Malaria is caused by the Plasmodium parasite and transmitted by a mosquito bite of an infected female Anopheles mosquito. The first symptoms of the disease are fever, headache, and chills, and if left untreated, Plasmodium falciparum malaria can lead to death (WHO, 2020).
Cerebral malaria (CM) is the leading cause of death associated with P. falciparum malaria (Bruneel, 2019). The course of CM is not necessarily lethal, although survivors may have permanent neurological damage like behavioral abnormalities, epilepsy, and impaired motor functions (Nishanth and Schluter, 2019).
Chloroquine (CQ; molecular weight = 319.87 g mol−1) is commercially available as a diphosphate salt (molecular weight = 515.86 g mol−1) with a pKa of 8.4 and 10.8 (20°) (Castro e Souza et al., 2020; Tariq and Al-Badr, 1984). It is an aminoquinoline with antimalarial activity and generally acts as a schizonticide in malarial infections (Macedo et al., 2016).
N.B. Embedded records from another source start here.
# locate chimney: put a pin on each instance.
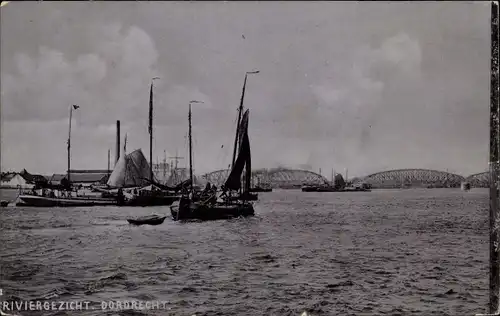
(117, 156)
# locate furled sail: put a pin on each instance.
(130, 170)
(243, 160)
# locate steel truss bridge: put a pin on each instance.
(295, 178)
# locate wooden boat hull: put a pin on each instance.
(245, 197)
(43, 201)
(150, 201)
(147, 221)
(186, 210)
(257, 190)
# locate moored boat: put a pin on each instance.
(147, 220)
(260, 189)
(45, 201)
(226, 206)
(465, 186)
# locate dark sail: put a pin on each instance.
(150, 118)
(233, 182)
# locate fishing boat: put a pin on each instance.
(147, 220)
(338, 185)
(44, 201)
(465, 186)
(261, 189)
(266, 187)
(134, 176)
(225, 206)
(62, 195)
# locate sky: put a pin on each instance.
(365, 86)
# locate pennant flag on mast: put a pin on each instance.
(150, 125)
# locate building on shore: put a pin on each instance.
(23, 180)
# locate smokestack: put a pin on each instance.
(117, 156)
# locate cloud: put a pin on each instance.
(111, 82)
(341, 84)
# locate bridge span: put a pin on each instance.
(295, 178)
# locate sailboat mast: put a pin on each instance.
(151, 133)
(108, 161)
(190, 150)
(71, 108)
(240, 109)
(69, 143)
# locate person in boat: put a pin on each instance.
(120, 196)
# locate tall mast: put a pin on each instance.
(108, 161)
(74, 106)
(151, 133)
(191, 146)
(151, 130)
(164, 165)
(240, 110)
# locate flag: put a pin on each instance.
(150, 125)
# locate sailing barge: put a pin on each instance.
(66, 195)
(193, 207)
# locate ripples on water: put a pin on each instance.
(417, 252)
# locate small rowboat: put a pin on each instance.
(147, 220)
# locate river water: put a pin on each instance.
(394, 252)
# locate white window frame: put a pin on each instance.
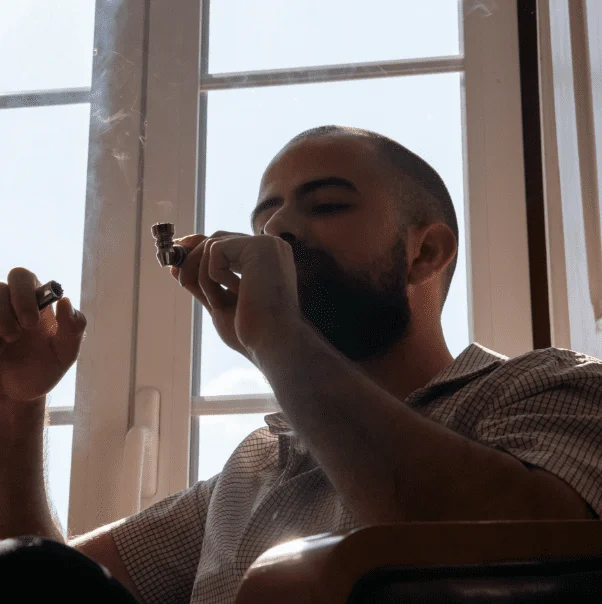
(149, 110)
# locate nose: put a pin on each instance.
(284, 223)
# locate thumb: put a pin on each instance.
(70, 331)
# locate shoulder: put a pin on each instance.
(550, 374)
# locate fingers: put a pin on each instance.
(10, 330)
(195, 278)
(70, 332)
(215, 295)
(22, 285)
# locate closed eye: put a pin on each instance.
(331, 207)
(325, 208)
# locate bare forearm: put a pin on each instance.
(388, 463)
(24, 508)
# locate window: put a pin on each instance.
(43, 158)
(178, 100)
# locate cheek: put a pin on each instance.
(369, 240)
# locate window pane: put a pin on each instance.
(43, 165)
(219, 435)
(58, 440)
(323, 32)
(246, 128)
(46, 45)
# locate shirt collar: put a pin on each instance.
(474, 360)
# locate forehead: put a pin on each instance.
(341, 155)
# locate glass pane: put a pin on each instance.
(246, 128)
(46, 45)
(43, 166)
(219, 435)
(58, 440)
(272, 34)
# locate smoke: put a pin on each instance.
(484, 7)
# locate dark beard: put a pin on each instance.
(361, 320)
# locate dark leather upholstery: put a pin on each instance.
(575, 580)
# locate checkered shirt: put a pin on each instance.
(543, 407)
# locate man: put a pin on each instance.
(338, 304)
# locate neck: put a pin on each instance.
(411, 364)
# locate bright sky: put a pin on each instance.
(43, 151)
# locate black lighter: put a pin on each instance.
(48, 293)
(168, 254)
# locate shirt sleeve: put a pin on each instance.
(161, 546)
(550, 417)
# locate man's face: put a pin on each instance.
(351, 260)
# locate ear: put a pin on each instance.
(430, 248)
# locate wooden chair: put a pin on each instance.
(434, 562)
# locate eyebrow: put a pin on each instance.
(301, 191)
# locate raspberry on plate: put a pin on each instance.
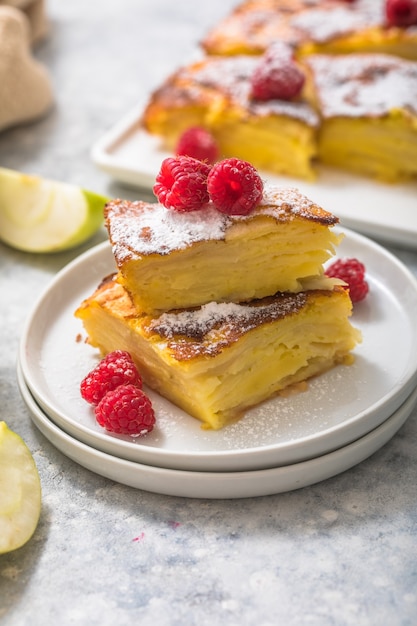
(234, 187)
(199, 143)
(401, 12)
(117, 368)
(181, 183)
(277, 76)
(352, 272)
(126, 410)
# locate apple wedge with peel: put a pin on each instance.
(20, 491)
(42, 215)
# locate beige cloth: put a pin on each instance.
(25, 87)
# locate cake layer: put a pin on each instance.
(368, 105)
(217, 361)
(310, 26)
(215, 93)
(168, 259)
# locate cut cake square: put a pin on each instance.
(368, 105)
(215, 92)
(168, 259)
(218, 360)
(310, 26)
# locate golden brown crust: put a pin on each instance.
(203, 332)
(138, 228)
(220, 83)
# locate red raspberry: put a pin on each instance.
(117, 368)
(182, 183)
(277, 75)
(126, 410)
(401, 12)
(234, 187)
(352, 272)
(198, 143)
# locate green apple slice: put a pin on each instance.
(41, 215)
(20, 491)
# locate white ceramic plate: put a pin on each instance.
(382, 211)
(338, 408)
(217, 484)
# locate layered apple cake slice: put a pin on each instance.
(368, 106)
(316, 26)
(168, 259)
(278, 135)
(218, 360)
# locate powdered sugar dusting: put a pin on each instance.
(206, 330)
(282, 203)
(139, 229)
(364, 85)
(322, 25)
(232, 77)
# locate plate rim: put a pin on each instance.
(233, 485)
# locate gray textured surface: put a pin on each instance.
(340, 552)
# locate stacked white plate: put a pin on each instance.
(284, 444)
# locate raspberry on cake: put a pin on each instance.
(218, 360)
(168, 259)
(277, 134)
(368, 104)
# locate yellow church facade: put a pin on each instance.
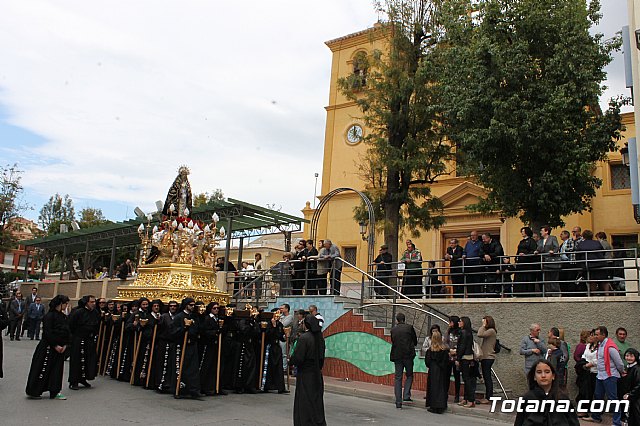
(612, 210)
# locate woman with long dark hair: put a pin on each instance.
(543, 386)
(412, 278)
(526, 267)
(47, 365)
(468, 366)
(437, 361)
(450, 339)
(489, 336)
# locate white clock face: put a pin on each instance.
(354, 134)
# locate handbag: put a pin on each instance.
(477, 351)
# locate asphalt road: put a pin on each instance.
(112, 402)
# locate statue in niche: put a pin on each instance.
(179, 194)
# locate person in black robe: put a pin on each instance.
(107, 325)
(118, 320)
(308, 358)
(245, 336)
(437, 361)
(209, 328)
(629, 386)
(83, 361)
(47, 364)
(228, 330)
(4, 323)
(144, 368)
(144, 333)
(184, 325)
(272, 372)
(129, 338)
(163, 358)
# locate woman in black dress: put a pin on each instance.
(437, 361)
(47, 365)
(544, 386)
(308, 358)
(468, 365)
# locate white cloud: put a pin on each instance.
(123, 92)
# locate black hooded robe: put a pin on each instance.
(208, 353)
(4, 322)
(438, 379)
(145, 336)
(272, 371)
(308, 357)
(47, 365)
(83, 362)
(190, 376)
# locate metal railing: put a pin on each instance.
(593, 273)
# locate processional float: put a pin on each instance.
(178, 255)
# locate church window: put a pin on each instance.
(360, 66)
(620, 177)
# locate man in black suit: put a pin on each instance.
(454, 256)
(403, 351)
(16, 313)
(35, 313)
(29, 300)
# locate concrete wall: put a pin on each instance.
(513, 318)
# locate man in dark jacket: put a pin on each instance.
(35, 313)
(490, 253)
(17, 309)
(403, 351)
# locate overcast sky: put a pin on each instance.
(105, 100)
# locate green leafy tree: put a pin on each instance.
(11, 204)
(206, 197)
(55, 212)
(90, 217)
(406, 148)
(522, 80)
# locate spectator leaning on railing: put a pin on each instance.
(532, 348)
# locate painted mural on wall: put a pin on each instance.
(355, 349)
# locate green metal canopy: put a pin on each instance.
(240, 218)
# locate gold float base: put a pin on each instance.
(174, 281)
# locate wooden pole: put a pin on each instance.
(263, 326)
(104, 367)
(120, 345)
(100, 345)
(287, 333)
(153, 342)
(220, 324)
(184, 344)
(135, 358)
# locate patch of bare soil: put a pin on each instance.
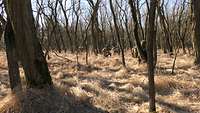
(105, 86)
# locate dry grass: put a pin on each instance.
(105, 85)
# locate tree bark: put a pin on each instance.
(136, 32)
(117, 32)
(196, 9)
(27, 44)
(150, 59)
(13, 67)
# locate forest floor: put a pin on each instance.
(106, 85)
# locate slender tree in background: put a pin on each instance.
(196, 10)
(150, 56)
(136, 30)
(27, 44)
(117, 32)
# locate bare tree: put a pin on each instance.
(150, 50)
(30, 52)
(117, 32)
(196, 9)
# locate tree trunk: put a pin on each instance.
(196, 6)
(117, 32)
(150, 59)
(136, 32)
(13, 67)
(27, 44)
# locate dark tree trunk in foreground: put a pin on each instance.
(196, 9)
(150, 59)
(27, 44)
(13, 67)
Currently, few strains of P. falciparum are sensitive to CQ, mainly due to its wide prophylactic use (Coban, 2020). Furthermore, this drug’s primary reported adverse effects are nausea, vomiting, diarrhea, headache, blurred vision, and acute cardiovascular toxicity (Chukanchitipat and Na-Bangchang, 2017; Vieira et al., 2020).
Colchicine (CC) is widely used to treat acute attacks of gout prophylaxis and familial Mediterranean fever (Slobodnick et al., 2018); it has been shown to suppress caspase-1 activation and IL-1β and IL-18 release. Moreover, this mechanism has been attracting attention in treating other diseases, including coronary heart disease (Martinez et al., 2015). The main problems reported in using CC are microtubule disassembly leading to cell death, low oral bioavailability, and low therapeutic index (Angelidis et al., 2018).
Given the problems that may arise regarding the use of such drugs, new strategies are necessary to treat malaria, and one notable alternative includes incorporating these drugs into nanoparticulate systems. The incorporation of antimalarials such as quinine (Haas et al., 2009; Michels et al., 2019), artemisinin (Ibrahim et al., 2015), and CQ (Muga et al., 2018) has shown promising results. Co-encapsulating CQ and CC may improve the physicochemical and pharmacokinetic characteristics of free drugs and promote synergistic effects to treat severe malaria.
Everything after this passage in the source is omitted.